Ergun all but integrates into a community before he feels comfortable filming its members. But also in Botea’s and Collins’ work it is obvious that the artists do not so much care about their own message or the final form of the work, but instead enjoy the interaction, letting this define the final artwork. But the reverse also works: the authentic narrative and behavior of an individual can also be an excellent strategy for commenting on difficult socio-political issues. Nicolae Mircea’s film Romanian Kiosk Company (2010) recapitulates Romania’s history from the Second World War until now based on his parents’ kiosk business. The impact of national history is not demonstrated in the usual context of politics and economics, but within the very small circle of Mircea’s family. It is the narrator’s private point of view that manages to make national history not only understandable and human, but at the same time engaging.
This also points to the fact that in contemporary art there are few complex topics that can be reflected accurately by artists. The individual approach here offers a way to reference certain topics without being trapped within the inadequacy of aesthetic discourse. In Electric Blue (2010) Adrian Paci unfolds the story of a man who in order to feed his family started to copy porn films to VHS cassettes in the ’90s, until he discovered his son watching them. He decided to delete the cassettes by recording over them with war scenes from the news, but in the very end discovered that a few porn scenes still popped up between war reports. It does not matter if the story is made up; what matters is that an intimate and funny narrative can comment on very delicate topics: war and pornography as extreme forms of power.
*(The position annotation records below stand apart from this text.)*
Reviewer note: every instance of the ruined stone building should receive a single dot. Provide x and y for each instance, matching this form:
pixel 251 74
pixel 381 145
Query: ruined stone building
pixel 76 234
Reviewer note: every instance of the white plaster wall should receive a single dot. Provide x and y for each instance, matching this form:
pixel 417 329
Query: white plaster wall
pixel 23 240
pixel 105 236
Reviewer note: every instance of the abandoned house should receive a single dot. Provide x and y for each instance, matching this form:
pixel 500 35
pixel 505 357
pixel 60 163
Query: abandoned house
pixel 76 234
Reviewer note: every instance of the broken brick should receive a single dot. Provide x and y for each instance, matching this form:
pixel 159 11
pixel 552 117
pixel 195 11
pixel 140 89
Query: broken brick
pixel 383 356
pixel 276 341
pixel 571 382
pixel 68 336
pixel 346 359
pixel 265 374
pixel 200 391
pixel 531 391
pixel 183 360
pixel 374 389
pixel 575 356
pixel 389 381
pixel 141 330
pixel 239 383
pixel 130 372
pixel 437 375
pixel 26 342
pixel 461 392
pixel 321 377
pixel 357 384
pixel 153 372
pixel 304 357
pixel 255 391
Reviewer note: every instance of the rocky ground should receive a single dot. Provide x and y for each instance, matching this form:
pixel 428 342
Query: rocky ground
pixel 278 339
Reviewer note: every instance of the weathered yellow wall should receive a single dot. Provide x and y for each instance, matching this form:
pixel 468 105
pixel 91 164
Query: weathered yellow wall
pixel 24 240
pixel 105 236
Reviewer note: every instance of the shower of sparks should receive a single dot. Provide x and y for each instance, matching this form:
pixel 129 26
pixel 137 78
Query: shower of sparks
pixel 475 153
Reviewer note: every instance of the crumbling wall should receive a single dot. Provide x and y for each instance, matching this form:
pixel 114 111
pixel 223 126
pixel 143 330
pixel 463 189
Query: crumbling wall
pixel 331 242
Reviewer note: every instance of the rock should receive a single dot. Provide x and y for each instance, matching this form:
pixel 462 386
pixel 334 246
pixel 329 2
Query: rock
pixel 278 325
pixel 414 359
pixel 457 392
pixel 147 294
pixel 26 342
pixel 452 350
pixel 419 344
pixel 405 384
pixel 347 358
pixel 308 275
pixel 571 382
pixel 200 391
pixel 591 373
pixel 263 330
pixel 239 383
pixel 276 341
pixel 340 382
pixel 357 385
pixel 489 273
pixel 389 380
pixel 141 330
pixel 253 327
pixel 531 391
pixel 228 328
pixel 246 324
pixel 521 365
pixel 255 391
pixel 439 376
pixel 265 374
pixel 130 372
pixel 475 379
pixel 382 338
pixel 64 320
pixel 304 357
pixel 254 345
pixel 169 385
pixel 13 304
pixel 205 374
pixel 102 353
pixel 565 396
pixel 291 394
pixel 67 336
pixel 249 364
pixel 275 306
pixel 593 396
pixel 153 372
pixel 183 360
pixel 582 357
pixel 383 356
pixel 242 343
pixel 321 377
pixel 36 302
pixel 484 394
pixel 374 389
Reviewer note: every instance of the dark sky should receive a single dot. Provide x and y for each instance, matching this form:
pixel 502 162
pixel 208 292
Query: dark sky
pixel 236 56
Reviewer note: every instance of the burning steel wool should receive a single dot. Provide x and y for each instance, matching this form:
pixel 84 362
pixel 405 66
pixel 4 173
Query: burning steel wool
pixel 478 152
Perhaps the most impressive work that reveals the beauty of human beings and interactions but at the same time provides a socio-political relevance is Ferhat Özgür’s Metamorphosis Chat (2009). Özgür filmed his mother, a very traditional Turkish woman who always wears a headscarf, together with her best friend, a modern, elegant and secular woman. All they do is change their clothes, but the point is how they do it; not only do they not have any problem with getting undressed in front of the camera, but they giggle and have fun, making the issue of the headscarf irrelevant. Just being human may not solve organizational, intellectual and social problems; yet we tend to overlook that it can offer new perspectives, sometimes revealing that a presumed problem does not even exist.
Oliver Kielmayer is the director of the Kunsthalle Winterthur, Switzerland.